User to user discussion and support for UltraEdit, UEStudio, UltraCompare, and other IDM applications.

Help with setting up and configuring custom user tools in UltraEdit (based on command line input)
9 posts Page 1 of 1
No matter how I adjust the options, it always turns my webpage to unrecognizable characters, like the image attached. Does anyone know what's wrong? Thx
646464.jpg
646464.jpg (67.69 KiB) Viewed 6698 times
Upload as attachment to a further post your HTML (PHP) input file and the entire section [HTMLTidyOptions] from %appdata%\IDMComp\UltraEdit\uedit32.ini to have any chance to find out the reason for this output. Please tell us also which version of UltraEdit you use. English UltraEdit version 16.10.0.1035?
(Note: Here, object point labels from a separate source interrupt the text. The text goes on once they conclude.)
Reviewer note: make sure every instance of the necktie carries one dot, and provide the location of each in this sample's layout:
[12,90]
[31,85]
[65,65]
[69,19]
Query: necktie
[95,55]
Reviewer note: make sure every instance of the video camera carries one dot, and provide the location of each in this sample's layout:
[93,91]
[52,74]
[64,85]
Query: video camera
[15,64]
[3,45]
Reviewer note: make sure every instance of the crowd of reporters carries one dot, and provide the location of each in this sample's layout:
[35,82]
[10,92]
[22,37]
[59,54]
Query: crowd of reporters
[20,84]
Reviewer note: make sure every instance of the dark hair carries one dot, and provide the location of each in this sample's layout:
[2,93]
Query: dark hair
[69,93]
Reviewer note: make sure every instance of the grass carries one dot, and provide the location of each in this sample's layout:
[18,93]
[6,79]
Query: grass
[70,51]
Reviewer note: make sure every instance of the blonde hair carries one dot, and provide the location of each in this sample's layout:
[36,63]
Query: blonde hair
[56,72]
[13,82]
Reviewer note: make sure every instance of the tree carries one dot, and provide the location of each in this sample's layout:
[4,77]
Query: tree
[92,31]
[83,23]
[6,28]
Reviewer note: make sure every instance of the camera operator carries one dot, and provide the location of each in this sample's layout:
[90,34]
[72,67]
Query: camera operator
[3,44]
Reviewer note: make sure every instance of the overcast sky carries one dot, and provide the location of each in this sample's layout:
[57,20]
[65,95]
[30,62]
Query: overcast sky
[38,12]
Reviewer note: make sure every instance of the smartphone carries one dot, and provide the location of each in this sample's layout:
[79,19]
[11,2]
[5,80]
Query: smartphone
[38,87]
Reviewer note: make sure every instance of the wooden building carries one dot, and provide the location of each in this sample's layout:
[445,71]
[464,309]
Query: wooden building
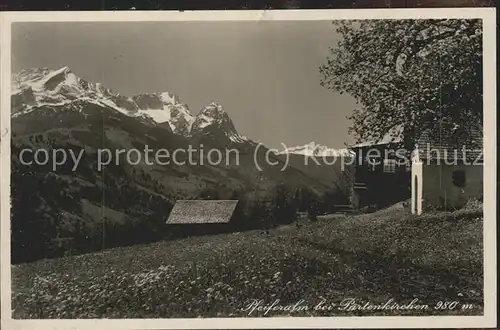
[201,217]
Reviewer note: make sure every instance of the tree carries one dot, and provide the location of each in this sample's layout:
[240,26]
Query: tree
[415,74]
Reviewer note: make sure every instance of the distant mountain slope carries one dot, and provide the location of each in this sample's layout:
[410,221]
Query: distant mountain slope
[55,109]
[333,167]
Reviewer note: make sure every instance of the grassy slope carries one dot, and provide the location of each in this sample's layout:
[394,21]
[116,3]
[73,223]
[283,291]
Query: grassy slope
[373,257]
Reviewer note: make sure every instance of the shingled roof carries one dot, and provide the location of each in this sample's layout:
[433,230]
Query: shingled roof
[202,211]
[464,147]
[394,135]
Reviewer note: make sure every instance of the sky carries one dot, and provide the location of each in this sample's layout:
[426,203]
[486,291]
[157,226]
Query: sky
[264,73]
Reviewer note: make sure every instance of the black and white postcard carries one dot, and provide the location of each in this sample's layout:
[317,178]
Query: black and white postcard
[248,169]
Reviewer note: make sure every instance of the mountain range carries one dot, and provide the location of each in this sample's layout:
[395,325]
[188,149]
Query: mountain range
[56,109]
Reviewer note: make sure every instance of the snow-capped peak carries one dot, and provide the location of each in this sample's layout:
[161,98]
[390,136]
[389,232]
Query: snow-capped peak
[314,149]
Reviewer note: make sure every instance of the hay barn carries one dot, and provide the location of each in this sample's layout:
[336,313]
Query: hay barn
[201,217]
The output I get in the output window when parsing one of my HTML files with HTML Tidy of UE v16.10.0.1035 is only

HTML Tidy Parsing ...OK

and the tidy document in the ** HTML Tidy Output ** document window is well encoded and displayed.

My HTML file contains in head section the line

<meta http-equiv="content-type" content="text/html; charset=iso-8859-1">

and the file is an ANSI file using this code page. To be more correct, it is an ASCII file because HTML entities used for ANSI letters.
Best regards from Austria
I fixed this:
Download a portable trial version UE and it works so I mirrored every configuration item from it and found I set the UE to create a new file always as utf-8 format.
After changing that to ascii(default) it works well, don know why though, thank you :D
Thanks for posting what caused the strange display. HTML Tidy always outputs in ASCII/ANSI. UltraEdit should therefore ignore the setting for new files when capturing the output of HTML Tidy into a new file or correct convert the Tidy output from ANSI to UTF-8 or UTF-16. I will report this issue by email to IDM.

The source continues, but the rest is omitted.